Excerpts from Comprehensive Owner’s Guide: Maltese
The Maltese is a sweet-natured dog, alert and lively with a high level of intelligence. Although a small breed, categorized in the Toy Group, this is a soundly built little dog, capable of enjoying plenty of exercise and fun. It would be a mistake to consider the Maltese a “soft” little animal, for although not a terrier, the Maltese was considered as such for many years and his character is quite alert enough to display the occasional terrier trait. He was certainly capable of catching rats and is said to have caught the occasional badger. In Sir Richard Glynn’s book Champion Dogs of the World, the Maltese is described as “an attractive little imp,” which probably describes the breed in a nutshell! But if you want to know more, then read on.
Like the majority of smaller dogs, the Maltese is a reasonably long-lived breed, so this is another factor that must be seriously contemplated before deciding that this is really the breed for you. Clearly, when taking a new animal into your home, the ultimate aim will be that the dog remains with you for his entire life.
Despite various ups and downs through the course of history, the Maltese is now well established in many countries of the world. In the US alone, over 12,000 new puppies are registered with the American Kennel Club each year.
The Maltese has a certain “something” about him, demanding that people look at him, and to these looks he returns a kind of self-satisfied expression. He is certainly a vigorous little companion, full of humor and a sense of fun. Left to his own devices, he would willingly turn out mice and other small rodents from the barn, which is not always possible when a dog is kept in long coat. Certainly a Maltese will thoroughly enjoy the sights and smells of a country walk, although this can, it must be understood, badly damage a show coat.

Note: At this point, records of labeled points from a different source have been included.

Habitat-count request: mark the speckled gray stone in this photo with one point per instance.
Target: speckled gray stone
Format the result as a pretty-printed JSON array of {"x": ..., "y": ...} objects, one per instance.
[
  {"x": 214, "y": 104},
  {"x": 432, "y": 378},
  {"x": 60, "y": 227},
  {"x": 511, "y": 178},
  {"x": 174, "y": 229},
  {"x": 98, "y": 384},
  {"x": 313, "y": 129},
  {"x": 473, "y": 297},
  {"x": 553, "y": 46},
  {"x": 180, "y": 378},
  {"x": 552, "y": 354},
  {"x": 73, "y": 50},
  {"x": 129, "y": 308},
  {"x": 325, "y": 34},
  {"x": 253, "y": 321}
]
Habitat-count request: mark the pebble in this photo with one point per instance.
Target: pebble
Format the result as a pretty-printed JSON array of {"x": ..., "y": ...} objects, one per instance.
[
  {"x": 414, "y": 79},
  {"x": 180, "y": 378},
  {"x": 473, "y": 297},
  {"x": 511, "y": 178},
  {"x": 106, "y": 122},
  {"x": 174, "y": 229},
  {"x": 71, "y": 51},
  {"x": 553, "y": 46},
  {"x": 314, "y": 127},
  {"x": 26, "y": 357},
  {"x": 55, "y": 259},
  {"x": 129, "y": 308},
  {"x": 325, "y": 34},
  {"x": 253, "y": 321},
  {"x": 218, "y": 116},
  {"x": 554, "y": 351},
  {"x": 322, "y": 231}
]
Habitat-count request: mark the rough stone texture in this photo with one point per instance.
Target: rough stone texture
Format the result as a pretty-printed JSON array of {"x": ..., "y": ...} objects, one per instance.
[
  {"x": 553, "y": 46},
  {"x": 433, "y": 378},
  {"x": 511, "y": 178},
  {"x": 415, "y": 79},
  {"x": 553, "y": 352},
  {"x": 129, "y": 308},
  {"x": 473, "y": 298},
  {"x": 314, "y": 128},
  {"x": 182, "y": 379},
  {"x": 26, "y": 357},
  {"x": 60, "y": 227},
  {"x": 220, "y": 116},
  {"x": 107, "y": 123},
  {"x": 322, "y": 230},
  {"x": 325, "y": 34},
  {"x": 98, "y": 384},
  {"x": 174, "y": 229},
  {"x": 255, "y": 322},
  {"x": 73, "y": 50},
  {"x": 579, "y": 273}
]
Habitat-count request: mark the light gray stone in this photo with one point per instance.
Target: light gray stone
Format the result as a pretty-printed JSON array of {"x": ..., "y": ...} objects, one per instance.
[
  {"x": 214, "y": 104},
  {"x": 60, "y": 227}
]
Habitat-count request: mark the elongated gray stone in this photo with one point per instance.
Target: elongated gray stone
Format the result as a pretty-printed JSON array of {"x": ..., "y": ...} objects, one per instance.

Affectionate with his owners, the Maltese is quite an individualist and does not always take readily to strangers. This is a clean and fastidious breed, one that has understandably been a muchloved pet with a certain refine ment about him. Having said that, a few have taken up the sport of mini-agility and others enjoy obedience work.
A fearless little dog despite his diminutive size, the Maltese can make a good watchdog for he is always alert and filled with determination. In the home, the Maltese is a perfect small housedog, fitting in well with whatever the household routine.
MALTESE WITH CHILDREN
Provided that parents have trained their children to treat dogs gently, being neither rough nor aggressive, most Maltese enjoy playing with youngsters. It must, though, be understood that young children should always be supervised when in the company of dogs in order that accidents do not happen, however unintentional they might be. No matter how hardy your Maltese may be, he is still a fragile few pounds that can be badly injured by a boisterous child. The small size is attractive for children, who are also usually enchanted by the pretty appearance and long flowing coat. If yours is a show dog, do take care that a child doesn’t decide to groom out (not-so-carefully) all the coat while you’re not looking!
MALTESE WITH OTHER FAMILY PETS
Always when one animal is introduced to another, careful supervision is essential. Most Maltese are quite prepared to associate with other animals, but a lot understandably depends on the personality of the other. An older dog or cat may not take readily to a newcomer in the household, although others accept them well. When a Maltese does find another canine or feline friend, usually the relationship is lasting and sincere. Indeed, one of the dangers is mutual grooming between animal friends, which can play havoc with the long coat of the Maltese, especially behind the ears!
Small in size, the Maltese generally weighs about 4–6 lbs. and the height should not exceed 10 inches from ground to withers. This is a compact breed, with about the same length from withers to root of tail as the height at withers. Both males and females are pretty little dogs, although there is a distinction between the two.
COLOR AND COAT
The white coat is, of course, the breed’s crowning glory, but regular attention is necessary to keep these flowing locks clean and in good condition. Most owners tie up the hair in a cute little topknot, showing the features of the face and helping to keep the hair away from the eyes. This adds to the overall attractive appearance of the Maltese, certainly a breed that has many dedicated admirers, and deservedly so.
Although the long, white coat makes a splendid sight and needs regular attention, there is no undercoat, as in the case of the breed’s cousin, the Bichon Frise. This makes the Maltese’s coat a little easier to manage. An added advantage is that, provided it is kept in good condition, the coat will not shed all over your carpets and furniture.
The straight coat is silky in texture and should never be woolly, another important distinguishing feature between the Maltese and its close relations. Although of good length, it is important that the coat is not so long that it impedes action when the dog is moving. For the show dog, a coat can hide a multitude of sins, but a good judge will always feel carefully beneath the coat to check that a glamorously coated Maltese is also well constructed.
Coat color and coat presentation on the Maltese are very important, so owners of the breed must be prepared to put in a good deal of work to keep it in tip-top condition, never looking dirty or unkempt. A white coat will only stay clean if bathed frequently.
The color of the Maltese’s coat is always white, but slight lemon markings are permissible. The whiteness of the coat contrasts strikingly against the black nose pigment and dark, oval eyes with their black haloes of dark skin surrounding them. Even the pads of the feet should be black.